From you comes the theme of my praise in the great assembly; before those who fear you I will fulfill my vows. The poor will eat and be satisfied; those who seek the Lord will praise him—may your hearts live forever!”

See how he expresses his faith that all is not in vain. Though he is dying on the cross he knows that his resurrection will come and he knows what it will accomplish for his glory and for our benefit. He declares, “All the ends of the earth will remember and turn to the Lord, and all the families of the nations will bow down before him, for dominion belongs to the Lord and he rules over the nations.” Indeed, every knee shall now and evert tongue confess that Jesus Christ is Lord! Today we celebrate that resurrection and joyfully confess that Jesus Christ is Lord!

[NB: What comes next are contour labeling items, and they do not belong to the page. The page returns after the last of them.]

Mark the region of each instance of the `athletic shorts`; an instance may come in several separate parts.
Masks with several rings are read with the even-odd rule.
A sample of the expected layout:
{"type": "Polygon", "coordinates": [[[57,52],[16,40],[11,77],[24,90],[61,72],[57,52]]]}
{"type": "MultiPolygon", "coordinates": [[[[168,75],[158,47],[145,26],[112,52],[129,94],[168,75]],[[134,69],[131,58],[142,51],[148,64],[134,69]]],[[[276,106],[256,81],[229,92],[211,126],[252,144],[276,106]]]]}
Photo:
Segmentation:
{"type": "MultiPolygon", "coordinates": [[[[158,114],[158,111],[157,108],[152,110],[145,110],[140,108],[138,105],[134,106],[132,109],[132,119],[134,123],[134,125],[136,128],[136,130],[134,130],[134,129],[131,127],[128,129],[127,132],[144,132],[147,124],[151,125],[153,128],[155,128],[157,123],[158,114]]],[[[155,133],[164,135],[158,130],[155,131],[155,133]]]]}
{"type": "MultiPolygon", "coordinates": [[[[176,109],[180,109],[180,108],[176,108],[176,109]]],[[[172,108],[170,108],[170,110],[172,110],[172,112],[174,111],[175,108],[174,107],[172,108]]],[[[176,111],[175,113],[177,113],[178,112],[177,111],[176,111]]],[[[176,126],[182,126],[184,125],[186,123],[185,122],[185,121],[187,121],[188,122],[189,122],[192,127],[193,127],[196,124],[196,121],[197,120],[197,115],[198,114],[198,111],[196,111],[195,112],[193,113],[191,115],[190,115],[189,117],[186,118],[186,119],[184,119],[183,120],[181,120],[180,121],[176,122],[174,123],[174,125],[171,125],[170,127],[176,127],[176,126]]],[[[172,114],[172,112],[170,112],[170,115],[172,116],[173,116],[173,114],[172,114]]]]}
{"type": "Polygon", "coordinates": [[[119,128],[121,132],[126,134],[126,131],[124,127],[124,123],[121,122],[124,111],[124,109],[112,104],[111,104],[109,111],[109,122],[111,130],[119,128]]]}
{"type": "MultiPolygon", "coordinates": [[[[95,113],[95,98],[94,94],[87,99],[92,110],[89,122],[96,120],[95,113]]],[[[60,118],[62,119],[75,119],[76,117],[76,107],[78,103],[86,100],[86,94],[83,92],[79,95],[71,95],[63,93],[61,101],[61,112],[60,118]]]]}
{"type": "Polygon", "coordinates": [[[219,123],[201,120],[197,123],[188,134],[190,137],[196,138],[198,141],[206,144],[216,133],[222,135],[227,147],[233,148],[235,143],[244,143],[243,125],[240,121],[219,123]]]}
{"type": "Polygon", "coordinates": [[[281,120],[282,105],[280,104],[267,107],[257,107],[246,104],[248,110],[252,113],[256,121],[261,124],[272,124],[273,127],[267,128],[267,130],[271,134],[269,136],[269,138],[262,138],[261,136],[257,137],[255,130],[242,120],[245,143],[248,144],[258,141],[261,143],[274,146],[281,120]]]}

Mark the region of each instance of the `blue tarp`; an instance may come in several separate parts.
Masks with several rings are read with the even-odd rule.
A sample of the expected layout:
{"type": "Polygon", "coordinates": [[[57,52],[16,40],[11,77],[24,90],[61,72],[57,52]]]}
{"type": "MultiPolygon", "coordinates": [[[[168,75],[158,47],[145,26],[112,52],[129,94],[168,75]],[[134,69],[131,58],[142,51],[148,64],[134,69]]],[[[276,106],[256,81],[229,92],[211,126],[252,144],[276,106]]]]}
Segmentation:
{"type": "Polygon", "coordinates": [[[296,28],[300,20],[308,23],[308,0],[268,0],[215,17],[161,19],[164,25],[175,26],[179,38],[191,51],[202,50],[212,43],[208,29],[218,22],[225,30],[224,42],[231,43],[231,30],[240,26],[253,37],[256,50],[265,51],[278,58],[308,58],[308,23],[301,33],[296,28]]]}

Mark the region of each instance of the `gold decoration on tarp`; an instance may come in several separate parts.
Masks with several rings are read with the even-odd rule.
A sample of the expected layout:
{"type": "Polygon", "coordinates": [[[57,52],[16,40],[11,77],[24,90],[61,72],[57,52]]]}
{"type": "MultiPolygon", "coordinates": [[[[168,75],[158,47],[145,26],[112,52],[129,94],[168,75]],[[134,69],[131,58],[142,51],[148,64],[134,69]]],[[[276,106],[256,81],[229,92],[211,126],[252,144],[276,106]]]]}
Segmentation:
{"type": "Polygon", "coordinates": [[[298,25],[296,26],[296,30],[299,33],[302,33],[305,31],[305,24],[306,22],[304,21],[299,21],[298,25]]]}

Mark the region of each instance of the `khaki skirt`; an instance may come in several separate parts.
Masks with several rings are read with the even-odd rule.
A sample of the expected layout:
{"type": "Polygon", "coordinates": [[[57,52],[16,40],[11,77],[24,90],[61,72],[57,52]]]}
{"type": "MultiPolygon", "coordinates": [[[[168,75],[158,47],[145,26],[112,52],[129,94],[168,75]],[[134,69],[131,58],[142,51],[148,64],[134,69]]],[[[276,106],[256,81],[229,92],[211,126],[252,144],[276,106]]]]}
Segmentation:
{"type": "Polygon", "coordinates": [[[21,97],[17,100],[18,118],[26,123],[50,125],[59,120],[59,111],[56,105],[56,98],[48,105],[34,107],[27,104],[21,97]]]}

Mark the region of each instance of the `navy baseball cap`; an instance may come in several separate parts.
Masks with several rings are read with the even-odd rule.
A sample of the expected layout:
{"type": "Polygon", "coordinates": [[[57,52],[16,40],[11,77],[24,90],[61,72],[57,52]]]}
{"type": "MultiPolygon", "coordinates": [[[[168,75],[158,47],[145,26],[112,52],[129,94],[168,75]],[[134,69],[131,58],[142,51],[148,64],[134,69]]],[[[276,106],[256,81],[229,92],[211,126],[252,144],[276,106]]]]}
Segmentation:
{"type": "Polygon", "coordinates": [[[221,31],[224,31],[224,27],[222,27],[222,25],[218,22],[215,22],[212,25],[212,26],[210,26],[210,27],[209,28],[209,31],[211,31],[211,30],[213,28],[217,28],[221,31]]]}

“All the rich of the earth will feast and worship; all who go down to the dust will kneel before him—those who cannot keep themselves alive.” None of us can keep ourselves alive, but Jesus can and will if we believe in him. “Posterity will serve him; future generations will be told about the Lord. They will proclaim his righteousness, declaring to a people yet unborn: He has done it!”

Jesus died to show his love and offer forgiveness for all. Even the Roman soldier who literally drove the nails into Jesus’ wrists and feet could have asked forgiveness and he would have been pardoned. In fact they were all forgiven before they were done. For as they were at that gruesome work Jesus said, “Forgive them Father for they know not what they do.” And maybe some of them did accept Jesus’ offer and we will meet them in heaven.

That has happened! Christ is risen! His death is his victory over sin and death and evil. His resurrection is the proof that death could not hold him or keep him down. Jesus has arisen the victor! And here we are hundreds of generations after the facts of these events, still proclaiming and worshipping Jesus. And we are still declaring it so that the next generations of people yet unborn will also hear the same message if the Lord does not return soon.